Partiendo de este amparo normativo, la Dirección General de Entidades de la CNMV  publicó el pasado martes 10 de noviembre una “Comunicación de la CNMV sobre el contenido y formato de la información publicitaria en las páginas web de entidades gestoras y comercializadoras de Instituciones de Inversión Colectiva (IIC)”.

En esta Comunicación, la CNMV –sobre la base del análisis del contenido y el formato de la información publicitaria que aparece en las páginas web de las entidades gestoras y comercializadoras de IIC- identifica una serie de prácticas que considera inaceptables o inadecuadas por contradecir los principios de integridad o de importancia relativa de la información que se suministra. Se trata de las prácticas siguientes:

Entidades que incluyen datos de rentabilidades históricas obtenidas con anterioridad a un cambio sustancial de la política de inversión de la IIC

Entidades que ofrecen información insuficiente, dado que únicamente difunden rentabilidades históricas correspondientes al último año o al año en curso.

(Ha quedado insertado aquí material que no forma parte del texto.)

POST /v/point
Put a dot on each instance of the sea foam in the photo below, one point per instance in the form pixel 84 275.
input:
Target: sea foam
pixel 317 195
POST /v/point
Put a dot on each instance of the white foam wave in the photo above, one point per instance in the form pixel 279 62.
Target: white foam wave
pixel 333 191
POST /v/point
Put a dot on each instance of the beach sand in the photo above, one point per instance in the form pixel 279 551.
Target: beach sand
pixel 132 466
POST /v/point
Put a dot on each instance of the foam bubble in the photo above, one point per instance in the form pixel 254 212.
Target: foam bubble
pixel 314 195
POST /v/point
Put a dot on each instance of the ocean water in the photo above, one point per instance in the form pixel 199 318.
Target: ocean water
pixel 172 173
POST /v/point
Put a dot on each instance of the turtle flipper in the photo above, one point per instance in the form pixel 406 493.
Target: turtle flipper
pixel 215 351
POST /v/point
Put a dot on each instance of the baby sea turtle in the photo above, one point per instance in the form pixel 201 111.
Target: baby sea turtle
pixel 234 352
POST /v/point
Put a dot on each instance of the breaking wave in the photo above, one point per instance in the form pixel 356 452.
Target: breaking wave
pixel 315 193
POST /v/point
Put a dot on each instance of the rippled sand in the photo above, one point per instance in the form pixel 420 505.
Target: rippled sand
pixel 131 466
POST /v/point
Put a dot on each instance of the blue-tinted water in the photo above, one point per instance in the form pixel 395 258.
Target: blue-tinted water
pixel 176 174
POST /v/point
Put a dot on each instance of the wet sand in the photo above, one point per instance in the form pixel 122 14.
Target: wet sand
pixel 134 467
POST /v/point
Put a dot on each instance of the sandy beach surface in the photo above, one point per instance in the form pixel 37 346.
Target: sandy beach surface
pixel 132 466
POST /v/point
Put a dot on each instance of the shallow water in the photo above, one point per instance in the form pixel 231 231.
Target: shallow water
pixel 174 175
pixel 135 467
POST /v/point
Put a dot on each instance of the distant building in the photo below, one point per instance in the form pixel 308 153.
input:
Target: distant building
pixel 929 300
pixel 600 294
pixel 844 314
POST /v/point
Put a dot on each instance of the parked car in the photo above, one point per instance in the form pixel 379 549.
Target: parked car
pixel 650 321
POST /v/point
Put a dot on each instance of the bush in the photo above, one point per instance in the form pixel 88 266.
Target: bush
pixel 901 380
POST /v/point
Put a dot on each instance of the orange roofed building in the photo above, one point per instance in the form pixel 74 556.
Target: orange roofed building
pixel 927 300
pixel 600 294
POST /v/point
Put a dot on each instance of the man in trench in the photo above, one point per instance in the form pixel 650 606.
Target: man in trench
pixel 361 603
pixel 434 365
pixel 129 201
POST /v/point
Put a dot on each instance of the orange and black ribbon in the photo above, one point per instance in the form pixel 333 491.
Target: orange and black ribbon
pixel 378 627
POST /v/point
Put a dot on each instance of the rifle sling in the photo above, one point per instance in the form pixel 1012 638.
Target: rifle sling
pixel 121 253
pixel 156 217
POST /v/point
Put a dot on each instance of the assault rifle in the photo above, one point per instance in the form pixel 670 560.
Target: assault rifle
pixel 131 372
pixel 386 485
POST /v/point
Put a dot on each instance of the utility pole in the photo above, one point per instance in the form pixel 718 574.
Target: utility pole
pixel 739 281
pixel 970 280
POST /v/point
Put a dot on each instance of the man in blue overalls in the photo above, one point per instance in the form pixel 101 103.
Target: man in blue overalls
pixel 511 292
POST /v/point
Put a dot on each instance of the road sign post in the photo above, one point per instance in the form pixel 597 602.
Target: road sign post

Entidades que incluyen datos sobre rentabilidades históricas acumuladas para periodos superiores al año.

Entidades que destacan los elementos positivos sin informar de los riesgos asociados a la inversión en IIC.

Entidades que incluyen la rentabilidad como el elemento más destacado de la comunicación (en ocasiones, con un tamaño de letra más grande y en color rojo).

Entidades que incluyen en la web comentarios ampliamente destacados que pueden considerarse poco claros o engañosos. Por ejemplo, comentarios que presuponen que invertir en determinados tipos de fondos no supone riesgo para el inversor o que, con determinados fondos, se obtendrá una rentabilidad superior a la de otros productos financieros.

Utilización de simuladores o vídeos que calculan una rentabilidad potencial que se obtendrá en el futuro, en base a la rentabilidad histórica obtenida por la IIC desde su constitución.

En conclusión, con la identificación de estas prácticas inadecuadas en su Comunicación de 10 de noviembre, la CNMV busca un doble objetivo: primero, lanzar una especie de “aviso a navegantes” para que las gestoras y comercializadoras corrijan sus conductas si se ven identificadas con algunas de estas prácticas. Segundo, identificar “a sensu contrario” las buenas prácticas de información y publicidad de las IIC.